Process power fails when outputs are replicable. Even if GM doesn’t understand Toyota’s process, if it can copy Toyota’s cars directly, the process advantage is moot. On-chain, this is a problem: the final product—the protocol itself—can be instantly copied. When outputs are directly replicable, the process advantage collapses. Thus, openness largely erodes process power as a defensive force.
Looking back at the seven powers, openness has eliminated many mechanisms traditional businesses use to accumulate power:
This openness explains why so few on-chain projects endure across cycles. Early internet businesses faced similar challenges but ultimately solved them by controlling information and redefining property rights. Blockchains, by design, remain open. So the core question is: How does power form in this new medium?
The answer begins with crypto’s fundamental breakthrough: enabling internet-borne assets for the first time. Bearer assets—like cash or physical stocks—are owned by whoever holds them; possession equals title, and assets cannot be owned by multiple parties simultaneously.
On the old internet, bearer assets were impossible: once information was open, it could be copied at zero cost, destroying scarcity. Blockchain, through cryptography, distributed systems, and economic incentives, gives information the properties of bearer assets—ownership is determined by cryptographic possession, not centralized custody. This enables scarcity in an open system.
Consequently, holders can freely transfer digital assets, and developers can openly build any logic to enhance their utility—creating a landscape similar to the freedoms of physical asset ownership. When value in the form of internet-borne assets is directly controlled by end users, no intermediary can seize, misappropriate, or freeze it. This makes ecosystems easier to form, as developers can freely compose and innovate atop other protocols. Traditional internet giants built on information control cannot adopt this model without abandoning their “rent-seeking” control points, undermining their core business—a powerful form of counter-positioning.
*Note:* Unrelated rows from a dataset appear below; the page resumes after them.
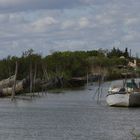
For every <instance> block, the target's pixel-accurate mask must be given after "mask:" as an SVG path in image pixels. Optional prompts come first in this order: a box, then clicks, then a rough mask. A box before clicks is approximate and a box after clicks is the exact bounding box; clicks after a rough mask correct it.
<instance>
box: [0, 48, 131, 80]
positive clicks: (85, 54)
mask: <svg viewBox="0 0 140 140" xmlns="http://www.w3.org/2000/svg"><path fill="white" fill-rule="evenodd" d="M122 56H123V57H122ZM129 59H131V58H130V56H129V53H128V50H127V48H126V49H125V50H124V51H121V50H120V49H119V48H113V49H112V50H102V49H99V50H91V51H75V52H71V51H65V52H54V53H53V54H51V55H48V56H45V57H43V56H41V55H40V54H37V53H34V51H33V50H32V49H31V50H28V51H26V52H24V53H23V54H22V56H21V57H16V56H8V57H7V58H5V59H2V60H0V80H2V79H4V78H7V77H9V76H11V75H13V74H14V71H15V63H16V62H18V76H17V77H18V79H19V80H20V79H23V78H25V77H27V76H29V74H30V71H31V70H32V73H33V74H35V73H36V78H40V79H44V80H50V79H53V78H55V77H61V78H63V79H64V80H65V81H68V80H70V79H71V78H72V77H82V76H86V75H87V73H89V74H94V73H96V72H99V71H100V70H101V72H105V74H106V75H107V76H108V77H110V76H111V75H112V76H113V75H115V74H116V73H117V71H116V73H114V71H113V70H114V69H112V68H113V67H115V66H116V65H127V63H128V61H129ZM99 69H100V70H99ZM102 70H104V71H102ZM118 75H119V74H118ZM118 75H117V76H118ZM114 78H117V77H115V76H114Z"/></svg>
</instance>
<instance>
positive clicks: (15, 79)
mask: <svg viewBox="0 0 140 140" xmlns="http://www.w3.org/2000/svg"><path fill="white" fill-rule="evenodd" d="M17 73H18V62H17V61H16V68H15V78H14V85H13V90H12V95H11V100H14V98H15V88H16V79H17Z"/></svg>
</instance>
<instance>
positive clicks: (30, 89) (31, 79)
mask: <svg viewBox="0 0 140 140" xmlns="http://www.w3.org/2000/svg"><path fill="white" fill-rule="evenodd" d="M32 91H33V75H32V63H30V94H31V93H32ZM32 96H33V93H32Z"/></svg>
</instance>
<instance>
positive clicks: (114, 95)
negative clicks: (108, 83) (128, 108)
mask: <svg viewBox="0 0 140 140" xmlns="http://www.w3.org/2000/svg"><path fill="white" fill-rule="evenodd" d="M106 102H107V104H108V105H109V106H120V107H138V106H139V107H140V88H139V87H138V86H137V85H136V83H135V82H134V79H132V80H131V82H127V83H126V86H125V87H123V86H120V87H114V88H113V87H112V88H110V89H109V91H108V95H107V97H106Z"/></svg>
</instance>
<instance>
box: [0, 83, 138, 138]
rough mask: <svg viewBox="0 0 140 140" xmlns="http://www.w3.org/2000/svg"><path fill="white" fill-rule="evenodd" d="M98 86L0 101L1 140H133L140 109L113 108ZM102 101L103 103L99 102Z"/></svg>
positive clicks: (94, 85) (137, 123)
mask: <svg viewBox="0 0 140 140" xmlns="http://www.w3.org/2000/svg"><path fill="white" fill-rule="evenodd" d="M109 84H110V83H106V84H104V86H103V87H104V88H103V89H102V94H100V95H99V96H98V94H96V91H97V85H96V84H93V85H90V86H88V87H85V88H84V89H78V90H67V91H64V92H63V93H60V94H50V93H48V94H47V95H42V96H41V97H37V98H34V99H33V100H16V101H15V102H11V101H10V99H0V140H132V139H135V138H136V137H135V136H134V132H135V131H137V130H140V108H112V107H108V106H107V105H106V102H105V96H106V94H107V89H108V86H109ZM98 99H99V100H98Z"/></svg>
This counter-positioning not only creates advantages over traditional internet businesses, but internet-borne assets also help on-chain protocols accumulate power among themselves. Two mechanisms are especially critical:
First, scarcity. Internet-borne assets are inherently scarce due to exclusive ownership; they cannot be duplicated or reused. This scarcity gives economic weight to stores of value. We see this in liquidity network effects: Capital allocated to one protocol cannot simultaneously support another, so advantages accumulate around a single coordination point. Brand power also relies on asset scarcity—provenance depends on it; without scarcity, everything is fungible and brands lose meaning.
Second, security. If possession determines ownership, any hack that transfers assets is catastrophic. Protocols that endure cycles and protect user assets in adversarial environments earn ever-growing reputational capital over time. As seen with Lindy Effect economies and switching costs, reliability itself becomes a moat. In crypto, security is not just a cost—it is a source of power.
Cryptocurrency is still in its infancy. We’re still discovering how lasting advantages will ultimately take shape in this new paradigm. Internet-borne assets have rewritten the rules of online ownership, altering how power is accumulated. As with any new medium, truly epoch-defining structures take time to emerge—but they will inevitably be built around the system’s unique strengths, not in opposition to them.